EdgarClement0Les Nahuales, ou Nawal, sont dans la mythologie mésoaméricaine des êtres doubles, mi-bêtes mi-hommes. Leur animal totémique est déterminé par le jour de leur naissance selon le Tonalpohualli, le calendrier Aztèque. En s’inspirant du folklore mexicain et de ce mythe en particulier, Edgar Clément, un des auteurs de ce jeu de rôle, a posé les jalons d’un univers extrêmement original.

Nahual-Duro-espEdgar Clément est né à Mexico DF en 1967. Artiste prolifique passionné par la science-fiction et l’histoire des religions, on lui doit la création en 1993 de la revue Gallito Comics, considérée comme l’équivalent mexicain de Métal Hurlant. Très influencé par David McKean, le dessinateur d’Arkham Asylum et par le célèbre illustrateur satirique mexicain Rius, Edgar Clément publie à partir de 1994 le comics qui le rendra célèbre : Operaciòn Bolivar. Cette  œuvre complexe, sombre et exubérante est une sorte de miroir déformant de la société mexicaine et de ses excès. Avec un style graphique qui regorge de références au catholicisme et aux mythes pré-colombiens, l’auteur va utiliser les codes du film noir nord-américain pour emmener le lecteur dans un univers où s’affrontent les anges et les chamans sur fond de corruption politique, de narcotrafic et de conspiration. Fort du succès de cet univers pour le moins original, Edgar Clément et son acolyte Miguel Angel Espinoza travaillent depuis 2013 à la conception d’un jeu de rôle baptisé Nahual et directement inspiré d’Operaciòn Bolivar.  Le résultat est surprenant.

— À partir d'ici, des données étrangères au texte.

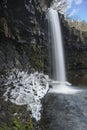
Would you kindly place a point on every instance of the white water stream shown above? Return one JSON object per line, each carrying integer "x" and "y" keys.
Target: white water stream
{"x": 57, "y": 46}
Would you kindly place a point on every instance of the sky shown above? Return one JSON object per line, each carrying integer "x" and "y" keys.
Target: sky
{"x": 78, "y": 9}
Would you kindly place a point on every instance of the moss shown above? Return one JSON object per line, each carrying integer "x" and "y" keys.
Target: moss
{"x": 16, "y": 125}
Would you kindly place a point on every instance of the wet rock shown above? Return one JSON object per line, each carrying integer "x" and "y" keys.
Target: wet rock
{"x": 65, "y": 112}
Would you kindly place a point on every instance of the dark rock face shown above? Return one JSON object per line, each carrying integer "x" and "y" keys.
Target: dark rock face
{"x": 65, "y": 112}
{"x": 22, "y": 39}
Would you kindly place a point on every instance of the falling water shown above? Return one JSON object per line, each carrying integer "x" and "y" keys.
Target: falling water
{"x": 56, "y": 45}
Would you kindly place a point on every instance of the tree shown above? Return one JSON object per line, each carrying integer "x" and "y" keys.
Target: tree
{"x": 60, "y": 5}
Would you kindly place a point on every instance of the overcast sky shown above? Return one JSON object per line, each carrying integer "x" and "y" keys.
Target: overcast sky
{"x": 78, "y": 9}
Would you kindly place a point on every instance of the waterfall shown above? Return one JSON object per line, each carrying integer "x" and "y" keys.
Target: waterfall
{"x": 58, "y": 66}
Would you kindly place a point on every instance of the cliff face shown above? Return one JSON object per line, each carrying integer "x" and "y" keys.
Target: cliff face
{"x": 22, "y": 39}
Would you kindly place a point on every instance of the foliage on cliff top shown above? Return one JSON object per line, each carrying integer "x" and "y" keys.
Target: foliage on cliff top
{"x": 78, "y": 24}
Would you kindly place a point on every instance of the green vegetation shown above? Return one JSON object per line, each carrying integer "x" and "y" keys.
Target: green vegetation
{"x": 78, "y": 24}
{"x": 15, "y": 118}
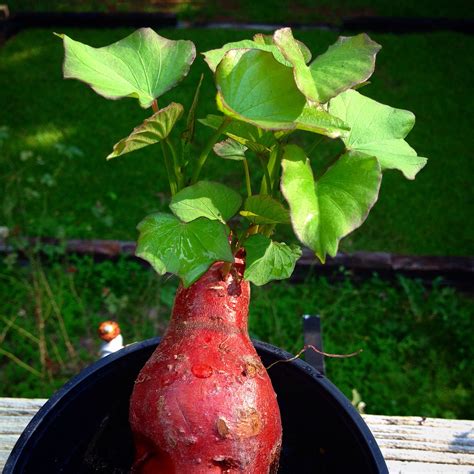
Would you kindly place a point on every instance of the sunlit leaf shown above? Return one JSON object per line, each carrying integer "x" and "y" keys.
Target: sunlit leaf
{"x": 255, "y": 139}
{"x": 378, "y": 130}
{"x": 214, "y": 201}
{"x": 143, "y": 65}
{"x": 230, "y": 150}
{"x": 255, "y": 88}
{"x": 185, "y": 249}
{"x": 269, "y": 39}
{"x": 348, "y": 62}
{"x": 267, "y": 260}
{"x": 324, "y": 211}
{"x": 260, "y": 42}
{"x": 151, "y": 131}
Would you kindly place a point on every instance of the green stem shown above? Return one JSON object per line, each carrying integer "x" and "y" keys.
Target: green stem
{"x": 207, "y": 149}
{"x": 176, "y": 164}
{"x": 169, "y": 170}
{"x": 275, "y": 169}
{"x": 247, "y": 177}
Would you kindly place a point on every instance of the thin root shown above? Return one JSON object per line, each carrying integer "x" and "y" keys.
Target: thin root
{"x": 310, "y": 346}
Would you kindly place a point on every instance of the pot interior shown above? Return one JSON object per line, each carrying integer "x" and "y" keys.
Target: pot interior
{"x": 84, "y": 427}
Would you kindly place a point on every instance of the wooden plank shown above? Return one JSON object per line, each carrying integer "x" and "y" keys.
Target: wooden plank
{"x": 404, "y": 467}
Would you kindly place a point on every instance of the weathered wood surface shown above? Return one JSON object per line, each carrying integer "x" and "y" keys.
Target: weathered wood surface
{"x": 409, "y": 444}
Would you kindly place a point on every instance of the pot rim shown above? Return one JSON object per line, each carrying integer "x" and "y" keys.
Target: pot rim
{"x": 76, "y": 385}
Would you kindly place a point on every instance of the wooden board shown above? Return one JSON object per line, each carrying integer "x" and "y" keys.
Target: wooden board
{"x": 410, "y": 445}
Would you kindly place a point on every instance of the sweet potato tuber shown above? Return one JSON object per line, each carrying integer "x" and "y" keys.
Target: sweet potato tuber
{"x": 204, "y": 403}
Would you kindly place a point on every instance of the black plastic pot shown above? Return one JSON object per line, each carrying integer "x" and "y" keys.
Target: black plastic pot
{"x": 83, "y": 428}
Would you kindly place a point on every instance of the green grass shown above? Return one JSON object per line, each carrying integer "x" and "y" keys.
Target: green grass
{"x": 50, "y": 191}
{"x": 417, "y": 344}
{"x": 264, "y": 11}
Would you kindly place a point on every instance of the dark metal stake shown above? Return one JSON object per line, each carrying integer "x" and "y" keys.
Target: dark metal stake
{"x": 312, "y": 335}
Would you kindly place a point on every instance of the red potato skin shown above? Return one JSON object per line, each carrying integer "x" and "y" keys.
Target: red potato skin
{"x": 203, "y": 403}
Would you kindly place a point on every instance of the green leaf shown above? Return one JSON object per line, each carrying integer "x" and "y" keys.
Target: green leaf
{"x": 230, "y": 150}
{"x": 254, "y": 138}
{"x": 206, "y": 199}
{"x": 152, "y": 130}
{"x": 350, "y": 61}
{"x": 185, "y": 249}
{"x": 269, "y": 39}
{"x": 378, "y": 130}
{"x": 263, "y": 209}
{"x": 323, "y": 212}
{"x": 143, "y": 65}
{"x": 255, "y": 88}
{"x": 267, "y": 260}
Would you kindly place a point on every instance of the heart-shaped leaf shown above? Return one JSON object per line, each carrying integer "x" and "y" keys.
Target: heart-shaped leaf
{"x": 263, "y": 209}
{"x": 267, "y": 260}
{"x": 378, "y": 130}
{"x": 230, "y": 150}
{"x": 151, "y": 130}
{"x": 143, "y": 65}
{"x": 348, "y": 62}
{"x": 255, "y": 88}
{"x": 323, "y": 212}
{"x": 185, "y": 249}
{"x": 206, "y": 199}
{"x": 260, "y": 42}
{"x": 254, "y": 138}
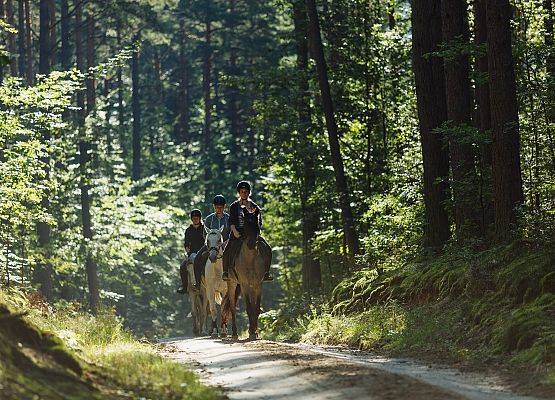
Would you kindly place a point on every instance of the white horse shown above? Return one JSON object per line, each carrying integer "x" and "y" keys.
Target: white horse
{"x": 196, "y": 298}
{"x": 216, "y": 288}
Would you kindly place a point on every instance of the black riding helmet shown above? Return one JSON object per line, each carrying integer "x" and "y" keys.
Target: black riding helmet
{"x": 219, "y": 200}
{"x": 243, "y": 185}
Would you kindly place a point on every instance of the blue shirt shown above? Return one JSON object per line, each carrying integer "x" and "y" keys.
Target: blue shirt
{"x": 213, "y": 222}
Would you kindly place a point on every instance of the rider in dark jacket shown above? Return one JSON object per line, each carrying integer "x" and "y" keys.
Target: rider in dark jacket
{"x": 236, "y": 226}
{"x": 192, "y": 243}
{"x": 218, "y": 219}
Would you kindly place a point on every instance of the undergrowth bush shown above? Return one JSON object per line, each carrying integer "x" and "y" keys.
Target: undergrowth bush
{"x": 102, "y": 342}
{"x": 464, "y": 305}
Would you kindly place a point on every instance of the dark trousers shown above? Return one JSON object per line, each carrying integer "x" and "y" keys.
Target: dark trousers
{"x": 183, "y": 273}
{"x": 234, "y": 246}
{"x": 200, "y": 262}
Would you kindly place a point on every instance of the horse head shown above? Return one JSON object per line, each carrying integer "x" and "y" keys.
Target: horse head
{"x": 251, "y": 226}
{"x": 214, "y": 241}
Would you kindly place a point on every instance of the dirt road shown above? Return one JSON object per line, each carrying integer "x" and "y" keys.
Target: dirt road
{"x": 269, "y": 370}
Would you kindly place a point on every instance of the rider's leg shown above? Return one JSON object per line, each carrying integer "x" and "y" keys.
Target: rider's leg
{"x": 184, "y": 277}
{"x": 198, "y": 266}
{"x": 229, "y": 255}
{"x": 266, "y": 251}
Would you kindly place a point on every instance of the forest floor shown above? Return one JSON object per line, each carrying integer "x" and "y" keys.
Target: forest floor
{"x": 271, "y": 370}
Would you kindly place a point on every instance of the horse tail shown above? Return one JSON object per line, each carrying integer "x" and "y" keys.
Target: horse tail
{"x": 226, "y": 302}
{"x": 218, "y": 298}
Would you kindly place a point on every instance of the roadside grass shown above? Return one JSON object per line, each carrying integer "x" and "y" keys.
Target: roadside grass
{"x": 114, "y": 363}
{"x": 481, "y": 309}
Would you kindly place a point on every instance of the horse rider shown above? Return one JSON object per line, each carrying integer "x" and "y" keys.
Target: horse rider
{"x": 217, "y": 220}
{"x": 236, "y": 226}
{"x": 193, "y": 242}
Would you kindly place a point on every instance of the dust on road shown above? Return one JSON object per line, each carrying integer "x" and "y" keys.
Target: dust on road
{"x": 270, "y": 370}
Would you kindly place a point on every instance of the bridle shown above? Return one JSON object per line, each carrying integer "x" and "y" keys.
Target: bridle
{"x": 216, "y": 248}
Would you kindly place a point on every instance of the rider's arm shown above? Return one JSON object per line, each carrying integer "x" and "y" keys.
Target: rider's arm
{"x": 187, "y": 241}
{"x": 235, "y": 231}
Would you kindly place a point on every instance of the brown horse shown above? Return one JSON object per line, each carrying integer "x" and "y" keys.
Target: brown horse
{"x": 246, "y": 276}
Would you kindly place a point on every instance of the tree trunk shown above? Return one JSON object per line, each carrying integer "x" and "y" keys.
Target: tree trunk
{"x": 3, "y": 16}
{"x": 312, "y": 275}
{"x": 432, "y": 113}
{"x": 29, "y": 44}
{"x": 52, "y": 30}
{"x": 10, "y": 18}
{"x": 548, "y": 25}
{"x": 459, "y": 113}
{"x": 233, "y": 100}
{"x": 44, "y": 267}
{"x": 91, "y": 82}
{"x": 121, "y": 108}
{"x": 84, "y": 147}
{"x": 483, "y": 115}
{"x": 507, "y": 179}
{"x": 136, "y": 108}
{"x": 44, "y": 38}
{"x": 21, "y": 38}
{"x": 206, "y": 72}
{"x": 327, "y": 103}
{"x": 65, "y": 53}
{"x": 183, "y": 125}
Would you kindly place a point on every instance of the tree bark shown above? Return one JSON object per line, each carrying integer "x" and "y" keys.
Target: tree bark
{"x": 21, "y": 38}
{"x": 483, "y": 115}
{"x": 507, "y": 179}
{"x": 52, "y": 30}
{"x": 183, "y": 130}
{"x": 459, "y": 113}
{"x": 121, "y": 107}
{"x": 233, "y": 109}
{"x": 65, "y": 53}
{"x": 91, "y": 81}
{"x": 3, "y": 16}
{"x": 29, "y": 44}
{"x": 432, "y": 113}
{"x": 136, "y": 109}
{"x": 548, "y": 38}
{"x": 44, "y": 38}
{"x": 333, "y": 136}
{"x": 91, "y": 268}
{"x": 206, "y": 74}
{"x": 312, "y": 274}
{"x": 10, "y": 18}
{"x": 44, "y": 267}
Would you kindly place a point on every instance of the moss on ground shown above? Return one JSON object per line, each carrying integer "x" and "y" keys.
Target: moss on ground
{"x": 103, "y": 362}
{"x": 480, "y": 308}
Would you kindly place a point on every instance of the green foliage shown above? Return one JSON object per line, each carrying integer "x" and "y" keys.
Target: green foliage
{"x": 115, "y": 364}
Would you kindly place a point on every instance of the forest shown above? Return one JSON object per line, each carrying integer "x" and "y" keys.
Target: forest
{"x": 402, "y": 153}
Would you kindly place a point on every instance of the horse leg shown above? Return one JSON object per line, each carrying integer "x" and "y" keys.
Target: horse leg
{"x": 232, "y": 292}
{"x": 250, "y": 312}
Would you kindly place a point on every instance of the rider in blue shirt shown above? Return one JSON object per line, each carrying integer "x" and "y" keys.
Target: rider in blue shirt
{"x": 218, "y": 219}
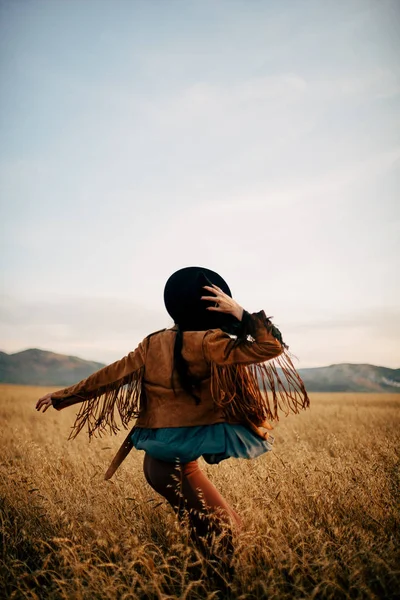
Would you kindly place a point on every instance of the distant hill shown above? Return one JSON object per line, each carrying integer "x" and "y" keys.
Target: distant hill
{"x": 348, "y": 377}
{"x": 39, "y": 367}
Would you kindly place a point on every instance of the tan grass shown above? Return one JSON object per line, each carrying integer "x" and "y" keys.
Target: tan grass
{"x": 321, "y": 511}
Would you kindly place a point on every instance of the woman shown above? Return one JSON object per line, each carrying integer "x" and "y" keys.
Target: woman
{"x": 200, "y": 388}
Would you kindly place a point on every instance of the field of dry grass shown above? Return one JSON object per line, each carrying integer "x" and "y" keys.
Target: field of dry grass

«  Quand nos ancêtres espagnols sont arrivés sur le continent, ils n’étaient pas seuls. Avec eux vinrent leurs dieux et leurs armées d’anges. […] Entre l’épée de Cortés et celle de l’archange Saint-Michel, il n’y avait aucune différence.[…] Les Nahuales, les plus puissants des chamanes, résistèrent et se donnèrent pour tâche de combattre les anges envahisseurs.  »

Cet extrait de l’introduction d’Operaciòn Bolivar illustre parfaitement le background du jeu. Dans cet univers, les anges, issus de la culture judéo-chrétienne, sont arrivés au Mexique à l’époque où les espagnols mettaient le pied en Amérique. Depuis cinq cents ans, ils sont combattus par les Nahuales, les descendants des chamanes, qui continuent leur lutte ancestrale dans un Mexique déchiré par les cartels.

Avec le temps, les anges sont devenus la proie de toutes les convoitises car leur corps sert à la fabrication de matériaux précieux. Leur sang est destiné à la confection du Chinguere, une puissante eau-de-vie, leur chair possède des vertus médicinales et leurs os broyés sont consommés comme une drogue qui se vend à prix d’or. Dans ce jeu, les joueurs incarneront des Nahuales à la poursuite d’anges pour en tirer profit. Nahual-Furtivo-esp

Penchons-nous à présent sur la création des personnages. Les joueurs auront le choix entre trois types : ceux qui chassent les anges (angeleros), ceux qui capturent les anges déchus pour les asservir (diableros) et ceux qui ne sont intéressés que par la nahualité, la connaissance de soi et des forces ancestrales (chamanes).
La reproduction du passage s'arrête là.